In Pistol Squat, many yogis focus on the strength of their standing leg. However, it’s just as important to prepare the non-weight bearing leg. If you suffer from tight hamstrings, preparing your non-standing leg is particularly important.
In this article, we explore the Pistol Squat: how to build the strength, flexibility and mobility you need for this pose. The postures below will help you to build strength, mobility, and flexibility in your hips, knees, and ankles to prepare for this advanced posture.
1. Half Split
Half Split is an excellent stretch for the hamstrings. To practice the pose, begin in Low Lunge and move your hips back until they are in line with your back heel. Straighten the front knee and flex the toes of your front foot upwards. If you need more support, consider placing your hands on blocks. With a straight spine, hinge at the waist and fold forward as you breathe out. You are in Half Split. Hold the posture for around 30 seconds before repeating on the other side.
2. Runner’s Hamstring Stretch
Runner’s Hamstring Stretch helps up to prepare the hamstrings for the next stage. To practice the posture, begin standing and step one foot forward 10 inches. Hinging at the waist, lower your torso forward to a 90-degree angle. Touch your hands on the ground or blocks for support. Flex the toes of your front foot towards the ceiling, keeping your front knee as straight as possible. As your hips move back, softly bend your back leg. You are in Runner’s Hamstring Stretch. Hold the posture for around 30 seconds whilst breathing deeply.
3. Seated Leg Lifts
Seated Leg Lifts build hamstring flexibility and strengthen the quads. To practice the posture, begin sitting with your back against a wall. Keeping one leg completely straight, bend the other knee and place your foot flat on the mat with your heel close to your bottom. Flex the foot of your straight leg so that all of your toes are facing up. Keeping your foot in flexed, raise your leg off the ground. Remember to keep your abdominals engaged and your back flat throughout. You are practising Seated Leg Lifts. Hold each lift for around 10 seconds before repeating a further 5 times on each side.
4. Parallel Squat (Static)
Parallel Squat is a great way to test out your range of motion. Before starting, you’ll need to find stability and a wide range of motion in a parallel foot position. Next, move your feet hip-distance apart with your toes facing forward. Move your hips back, bend your knees and lower your bottom towards the ground to come into Chair Pose. From here, reach your fingertips forward as you sink your bottom back and down below knee level. If you need to pause, do so. When you reach a place where it feels almost impossible to hold, that is your bottom range of motion. Depending on your flexibility, this may be Chair Pose level, or it might be with your bottom almost on the mat. You are in Parallel Squat (static). Hold the posture for around 30 seconds with your arms reached out in front of you.

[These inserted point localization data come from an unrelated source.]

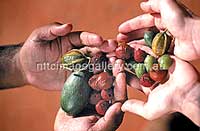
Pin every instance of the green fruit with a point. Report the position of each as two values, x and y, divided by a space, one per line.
148 62
139 70
148 37
131 64
75 93
165 62
74 59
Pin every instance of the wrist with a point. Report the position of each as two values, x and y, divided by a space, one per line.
190 105
11 72
22 75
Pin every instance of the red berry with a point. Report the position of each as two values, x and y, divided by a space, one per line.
107 94
101 81
123 52
146 81
95 97
101 107
158 75
98 61
139 55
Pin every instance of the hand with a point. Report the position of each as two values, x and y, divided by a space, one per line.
90 121
41 53
180 93
170 14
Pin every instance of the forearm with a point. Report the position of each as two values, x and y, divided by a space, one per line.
191 105
196 35
11 74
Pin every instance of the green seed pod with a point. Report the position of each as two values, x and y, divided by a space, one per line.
75 94
160 43
148 62
140 69
74 59
165 62
148 37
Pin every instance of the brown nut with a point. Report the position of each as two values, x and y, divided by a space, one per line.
101 107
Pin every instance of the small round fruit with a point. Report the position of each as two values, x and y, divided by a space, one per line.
123 51
139 70
101 107
107 94
148 62
146 81
158 75
165 62
139 55
95 97
148 37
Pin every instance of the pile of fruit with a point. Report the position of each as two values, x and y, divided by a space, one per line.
84 88
151 64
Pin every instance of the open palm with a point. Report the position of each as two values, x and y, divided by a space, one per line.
41 53
164 14
167 97
88 119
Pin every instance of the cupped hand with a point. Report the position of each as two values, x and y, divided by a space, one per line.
40 55
90 121
168 97
170 14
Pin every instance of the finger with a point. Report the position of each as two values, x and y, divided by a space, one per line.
61 117
133 82
91 51
138 107
108 46
79 39
111 54
136 34
112 60
150 6
139 22
120 90
111 120
50 32
118 67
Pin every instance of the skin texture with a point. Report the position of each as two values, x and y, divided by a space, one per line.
176 94
92 122
46 45
174 16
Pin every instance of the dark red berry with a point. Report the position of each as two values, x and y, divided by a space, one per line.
98 61
95 97
123 51
107 94
101 107
146 81
139 55
158 75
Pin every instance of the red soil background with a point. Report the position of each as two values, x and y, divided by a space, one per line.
31 109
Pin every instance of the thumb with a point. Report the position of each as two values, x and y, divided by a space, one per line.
134 106
51 31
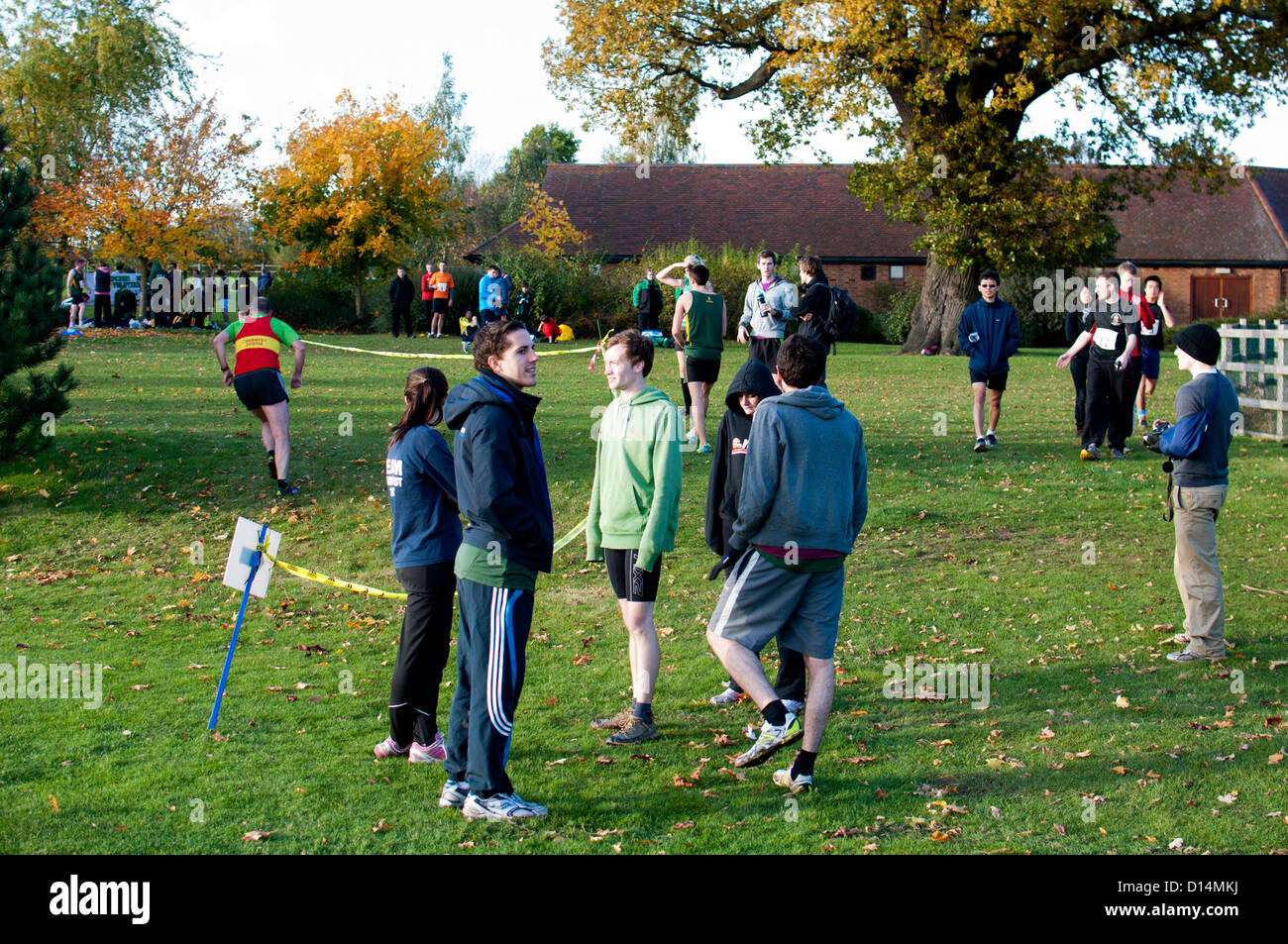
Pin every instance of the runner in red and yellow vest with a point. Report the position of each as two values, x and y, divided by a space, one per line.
258 342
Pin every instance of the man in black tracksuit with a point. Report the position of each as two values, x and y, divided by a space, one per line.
400 291
501 488
1113 333
751 385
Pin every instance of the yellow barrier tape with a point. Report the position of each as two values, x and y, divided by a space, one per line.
439 357
373 591
331 581
568 539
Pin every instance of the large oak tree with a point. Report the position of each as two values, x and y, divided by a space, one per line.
941 90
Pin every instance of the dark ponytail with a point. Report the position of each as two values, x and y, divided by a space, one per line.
424 394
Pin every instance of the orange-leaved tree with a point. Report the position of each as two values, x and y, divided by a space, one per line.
356 188
546 220
175 196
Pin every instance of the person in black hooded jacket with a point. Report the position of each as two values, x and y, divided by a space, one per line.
815 304
751 384
501 491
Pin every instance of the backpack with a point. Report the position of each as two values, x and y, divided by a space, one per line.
842 313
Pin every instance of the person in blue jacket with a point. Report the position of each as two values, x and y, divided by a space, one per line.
426 533
990 331
501 485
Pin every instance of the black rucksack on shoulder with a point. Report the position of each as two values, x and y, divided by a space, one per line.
841 314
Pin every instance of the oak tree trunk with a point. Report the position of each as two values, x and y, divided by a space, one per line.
944 294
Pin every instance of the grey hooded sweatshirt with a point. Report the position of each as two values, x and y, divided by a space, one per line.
805 479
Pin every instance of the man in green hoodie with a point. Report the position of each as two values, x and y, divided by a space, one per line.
634 514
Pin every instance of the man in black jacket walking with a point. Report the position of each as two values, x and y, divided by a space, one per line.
501 489
400 292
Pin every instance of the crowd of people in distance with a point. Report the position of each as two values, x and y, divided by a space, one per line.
782 541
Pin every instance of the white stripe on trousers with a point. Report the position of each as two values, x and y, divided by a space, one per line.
733 592
496 662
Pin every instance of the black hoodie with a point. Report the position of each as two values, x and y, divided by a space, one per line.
730 451
500 472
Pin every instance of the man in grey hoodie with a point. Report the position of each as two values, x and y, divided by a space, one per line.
787 552
767 308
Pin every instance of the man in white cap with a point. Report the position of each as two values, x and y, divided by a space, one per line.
1207 408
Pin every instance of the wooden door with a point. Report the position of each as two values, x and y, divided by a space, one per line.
1220 296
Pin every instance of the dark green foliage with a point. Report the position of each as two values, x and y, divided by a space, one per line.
29 317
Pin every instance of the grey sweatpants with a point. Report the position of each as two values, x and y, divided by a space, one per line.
1198 574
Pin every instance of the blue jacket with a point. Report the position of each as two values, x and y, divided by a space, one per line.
805 478
421 480
999 330
500 472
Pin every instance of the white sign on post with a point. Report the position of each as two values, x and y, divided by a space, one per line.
243 553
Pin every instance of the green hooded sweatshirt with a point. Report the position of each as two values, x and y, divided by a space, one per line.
635 500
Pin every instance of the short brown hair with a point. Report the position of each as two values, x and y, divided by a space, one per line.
638 348
493 340
800 361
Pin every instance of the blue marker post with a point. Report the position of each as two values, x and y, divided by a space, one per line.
232 644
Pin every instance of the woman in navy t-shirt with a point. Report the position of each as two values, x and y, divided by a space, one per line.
426 531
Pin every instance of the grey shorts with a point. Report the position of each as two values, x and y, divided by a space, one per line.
761 600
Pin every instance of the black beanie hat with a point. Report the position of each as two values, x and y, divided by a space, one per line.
1202 343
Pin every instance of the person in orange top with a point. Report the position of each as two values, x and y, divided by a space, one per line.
258 340
437 290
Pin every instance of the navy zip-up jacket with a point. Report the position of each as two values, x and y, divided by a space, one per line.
500 472
999 330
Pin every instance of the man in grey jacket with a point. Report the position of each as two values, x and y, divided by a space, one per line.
804 500
767 308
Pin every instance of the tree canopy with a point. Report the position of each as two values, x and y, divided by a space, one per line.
356 188
941 91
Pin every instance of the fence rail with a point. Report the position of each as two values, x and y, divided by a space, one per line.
1261 351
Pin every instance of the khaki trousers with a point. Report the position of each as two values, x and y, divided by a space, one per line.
1198 574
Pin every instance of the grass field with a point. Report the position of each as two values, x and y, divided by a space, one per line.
1091 741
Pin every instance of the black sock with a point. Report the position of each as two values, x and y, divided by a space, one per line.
776 713
804 764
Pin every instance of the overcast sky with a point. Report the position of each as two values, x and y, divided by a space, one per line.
273 58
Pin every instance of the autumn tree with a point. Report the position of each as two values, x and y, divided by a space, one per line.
941 91
80 76
176 194
546 220
355 188
30 399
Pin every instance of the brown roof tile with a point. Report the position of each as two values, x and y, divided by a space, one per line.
780 206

5. Parallel Squat (Extension)
Once you’ve found your bottom range of motion, begin in that position and stand up straight. As you do so, keep your arms out in front of you. From a standing position, slowly lower back down to your lowest point. You are practising Parallel Squat (Extension). Repeat the process 5 times for best results. As you increase your range of motion, you will increase the strength of your Pistol Squat.
6. Pistol Squat Drill
Now you’ve built your flexibility and mobility, you can work on the strength and stability of your standing leg. You can do this through Pistol Squat Drill. To practice the drill, begin standing at the top of your mat. Bring your right one up to your chest and extend your right leg forward at hip-height. Engage your abdominals and quadriceps to keep your leg floating. After 5 seconds, take hold of your foot with both hands and hold for a further 5 seconds. Then, release your foot and move it forward until your heel touches the floor about 10 inches in front of you, similarly to how it is in Runner’s Hamstring Stretch. Touch the floor with your fingertips as you bend forward at the waist and bend your back knee. With very little weight on your front heel, see if you can float it an inch off the ground. As you move your heel forward, lower your hips until they sit just above the ground. If you cannot raise your heel off the ground, place a towel underneath it so that it can slide forward. Once your hips are close to the mat, move your feet into Parallel Squat and rise to stand. You have practised Pistol Squat Drill. At the end of the drill, repeat the process on the other side.
In Summary
So, there you have it – the Pistol Squat: how to build the strength, flexibility and mobility you need for the pose. For best results, practice wearing a flexible pair of yoga pants and a lightweight top.